I don’t know, Tyler said.

The old woman’s eyes had turned hard and bitter. Whiskey, she said contemptuously. I wonder when folks’ll ever learn that more comes out of a whiskey bottle than card games and loose women.

Something in her vindictive tone made Tyler ask, Was your man a drinker?

Cecil was a Church of Christ preacher, she said, as if oneprecluded the other.

Anyway, I got to go.

She seemed to have come to some decision. You aim to paint that Delco before you go anywhere, she said.

That what?

That Delco. It don’t make the lights anymore, but I want it painted anyway. Things is went down around here without a man on the place. Cecil painted it ever year right up till the year he died. It quit right after that, too. Ain’t that peculiar?

I don’t even know what one is.

You just before findin out. Sack that stuff back up, and after that Delco’s painted you can have it and be gone with ye.

They went down a narrow corridor that smelled of time and solitude. Tyler could see into rooms piled nigh to the ceiling with mounded clothing and stacked newsprint. As if she expected to live forever and had laid by a permanent supply of raiment and reading matter.

She kept prodding him with the gun.
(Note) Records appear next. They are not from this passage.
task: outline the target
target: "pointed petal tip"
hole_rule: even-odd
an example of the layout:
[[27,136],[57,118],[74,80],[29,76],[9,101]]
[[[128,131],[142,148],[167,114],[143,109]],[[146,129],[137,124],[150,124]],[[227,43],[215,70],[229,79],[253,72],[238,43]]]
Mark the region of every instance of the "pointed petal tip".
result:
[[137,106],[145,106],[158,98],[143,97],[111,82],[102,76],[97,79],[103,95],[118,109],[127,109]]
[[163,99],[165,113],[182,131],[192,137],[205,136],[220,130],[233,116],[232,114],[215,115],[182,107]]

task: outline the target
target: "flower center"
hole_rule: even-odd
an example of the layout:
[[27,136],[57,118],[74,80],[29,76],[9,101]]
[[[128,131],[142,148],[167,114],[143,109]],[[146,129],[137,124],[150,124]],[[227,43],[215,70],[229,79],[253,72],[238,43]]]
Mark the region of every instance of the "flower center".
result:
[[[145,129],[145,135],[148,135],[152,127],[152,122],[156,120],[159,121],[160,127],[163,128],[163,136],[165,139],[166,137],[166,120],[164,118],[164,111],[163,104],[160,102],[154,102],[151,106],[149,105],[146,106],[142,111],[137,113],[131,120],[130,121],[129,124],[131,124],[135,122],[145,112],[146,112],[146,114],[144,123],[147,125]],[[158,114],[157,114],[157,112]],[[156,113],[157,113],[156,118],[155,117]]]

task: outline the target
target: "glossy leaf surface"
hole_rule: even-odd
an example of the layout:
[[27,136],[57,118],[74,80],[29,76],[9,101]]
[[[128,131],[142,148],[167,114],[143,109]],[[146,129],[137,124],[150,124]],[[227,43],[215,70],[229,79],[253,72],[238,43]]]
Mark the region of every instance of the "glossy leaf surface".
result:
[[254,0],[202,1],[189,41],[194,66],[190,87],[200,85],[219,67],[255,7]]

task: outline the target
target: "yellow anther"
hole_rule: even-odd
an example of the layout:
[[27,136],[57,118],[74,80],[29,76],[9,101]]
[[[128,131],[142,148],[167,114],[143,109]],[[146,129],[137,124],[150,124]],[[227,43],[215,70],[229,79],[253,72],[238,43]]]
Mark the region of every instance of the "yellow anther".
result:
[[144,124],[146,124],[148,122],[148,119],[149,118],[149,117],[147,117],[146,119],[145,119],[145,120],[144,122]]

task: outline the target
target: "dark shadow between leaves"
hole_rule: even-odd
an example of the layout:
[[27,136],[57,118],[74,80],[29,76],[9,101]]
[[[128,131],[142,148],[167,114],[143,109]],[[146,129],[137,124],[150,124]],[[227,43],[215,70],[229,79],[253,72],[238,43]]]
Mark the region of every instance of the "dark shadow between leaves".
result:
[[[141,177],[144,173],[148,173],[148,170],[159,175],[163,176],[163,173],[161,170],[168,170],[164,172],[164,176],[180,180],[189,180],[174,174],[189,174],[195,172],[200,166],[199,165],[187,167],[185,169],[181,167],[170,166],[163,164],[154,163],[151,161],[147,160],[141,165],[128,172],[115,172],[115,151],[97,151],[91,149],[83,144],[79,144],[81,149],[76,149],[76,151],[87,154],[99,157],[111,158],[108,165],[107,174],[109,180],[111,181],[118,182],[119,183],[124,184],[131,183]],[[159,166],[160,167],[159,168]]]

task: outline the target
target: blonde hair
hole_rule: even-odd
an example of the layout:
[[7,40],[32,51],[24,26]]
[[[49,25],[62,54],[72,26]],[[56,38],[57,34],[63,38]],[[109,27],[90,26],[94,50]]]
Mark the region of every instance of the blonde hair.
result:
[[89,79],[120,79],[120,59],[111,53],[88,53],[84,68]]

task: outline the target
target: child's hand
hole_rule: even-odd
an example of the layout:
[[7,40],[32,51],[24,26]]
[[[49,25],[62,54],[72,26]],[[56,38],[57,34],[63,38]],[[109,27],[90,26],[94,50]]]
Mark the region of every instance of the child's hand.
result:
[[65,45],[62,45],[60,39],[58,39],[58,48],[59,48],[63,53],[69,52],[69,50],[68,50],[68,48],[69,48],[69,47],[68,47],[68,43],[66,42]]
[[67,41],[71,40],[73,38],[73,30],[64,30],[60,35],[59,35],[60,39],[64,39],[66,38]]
Quit that, he said. I can walk without being shoved along with a shotgun.

Stop and study this picture, she told him.

She gestured wallward with the barrel of the shotgun. You
might learn something, she said. You might learn ever act you commit moves you one way or the other. Towards Heaven or towards Hell. Hadn’t you rather be moving towards Heaven as the other place? Study this picture. If you wind up down there roastin in Hell rollin and tumbling in them hot coals it won’t be for lack of bein told.